Les premiers chapitres du livre de la Genèse ont souvent été interprétés de façon erronée comme un droit à exploiter la Création, alors que Dieu nous l’a confiée au contraire pour la « cultiver et la garder » (Gn 2, 15), autrement dit pour en prendre soin. Saint-François d’Assise nous a rappelés à l’ordre en montrant que nous étions appelés à vivre harmonieusement dans notre rapport avec Dieu, avec le prochain et avec la terre. Les trois étant inséparables !
Remarquons que les courants écologiques ne parlent pas de Dieu alors qu’il est le Créateur. Nous ne pourrons jamais sauver la Création en écartant le Créateur ! C’est au contraire en remettant Dieu au centre que nous pouvons la sauver. C’est pourquoi nous-mêmes devons raviver notre foi et l’enraciner dans la prière et la méditation des Écritures comme Sainte-Anne a su le faire avec sa fille, la Vierge Marie.
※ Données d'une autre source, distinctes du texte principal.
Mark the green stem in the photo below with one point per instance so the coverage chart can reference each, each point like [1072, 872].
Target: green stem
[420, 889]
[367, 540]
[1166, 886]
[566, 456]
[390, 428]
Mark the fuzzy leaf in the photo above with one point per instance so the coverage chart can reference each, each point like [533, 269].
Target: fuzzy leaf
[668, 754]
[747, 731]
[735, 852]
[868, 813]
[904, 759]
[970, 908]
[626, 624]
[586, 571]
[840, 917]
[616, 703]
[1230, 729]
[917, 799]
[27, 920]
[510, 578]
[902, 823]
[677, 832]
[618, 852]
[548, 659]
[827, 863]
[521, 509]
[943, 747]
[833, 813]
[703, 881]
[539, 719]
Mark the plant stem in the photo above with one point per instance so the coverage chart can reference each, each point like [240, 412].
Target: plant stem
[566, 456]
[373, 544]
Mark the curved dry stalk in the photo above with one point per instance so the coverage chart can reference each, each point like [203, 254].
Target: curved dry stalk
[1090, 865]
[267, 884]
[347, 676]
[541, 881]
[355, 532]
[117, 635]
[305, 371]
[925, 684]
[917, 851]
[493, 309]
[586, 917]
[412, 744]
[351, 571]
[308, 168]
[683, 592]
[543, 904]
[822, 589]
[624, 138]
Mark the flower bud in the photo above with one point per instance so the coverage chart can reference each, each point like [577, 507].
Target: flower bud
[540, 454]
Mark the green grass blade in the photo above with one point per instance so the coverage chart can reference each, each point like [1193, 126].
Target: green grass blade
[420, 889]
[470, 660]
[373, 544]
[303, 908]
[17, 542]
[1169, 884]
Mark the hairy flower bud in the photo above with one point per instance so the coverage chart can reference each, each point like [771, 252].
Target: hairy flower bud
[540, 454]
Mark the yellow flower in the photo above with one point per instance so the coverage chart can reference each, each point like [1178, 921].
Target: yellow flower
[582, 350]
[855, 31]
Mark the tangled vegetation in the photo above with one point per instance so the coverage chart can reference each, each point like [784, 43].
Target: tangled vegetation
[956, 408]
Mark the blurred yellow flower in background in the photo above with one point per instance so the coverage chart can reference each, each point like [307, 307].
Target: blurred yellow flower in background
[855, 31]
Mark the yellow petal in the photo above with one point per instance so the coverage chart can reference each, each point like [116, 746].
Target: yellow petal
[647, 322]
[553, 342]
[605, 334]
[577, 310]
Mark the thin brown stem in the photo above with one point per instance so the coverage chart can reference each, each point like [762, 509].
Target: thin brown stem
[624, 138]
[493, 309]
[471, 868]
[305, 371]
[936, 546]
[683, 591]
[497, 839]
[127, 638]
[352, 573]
Le respect de la Création implique nécessairement le respect de la dignité humaine, car tout est lié, dit le Pape. Nous pensons évidemment au respect de la vie humaine, depuis sa conception jusqu’à sa mort naturelle, qui est bien mis à mal aujourd’hui dans notre société. Mais pensons aussi aux populations qui souffrent des dérèglements climatiques. Ces derniers n’étant pas sans conséquence sur les famines, les conflits et les guerres. Tout cela provoque de nombreux déplacements de familles qui cherchent un lieu pour vivre. C’est un phénomène sans précédent dans l’histoire.
La pandémie, qui touche tous les pays du monde sans distinction, nous a fait prendre davantage conscience que nous ne formions qu’une seule famille humaine. Nous ne pouvons pas rester indifférents ou repliés sur nous-mêmes. Jésus nous le rappelle tout au long de l’Évangile.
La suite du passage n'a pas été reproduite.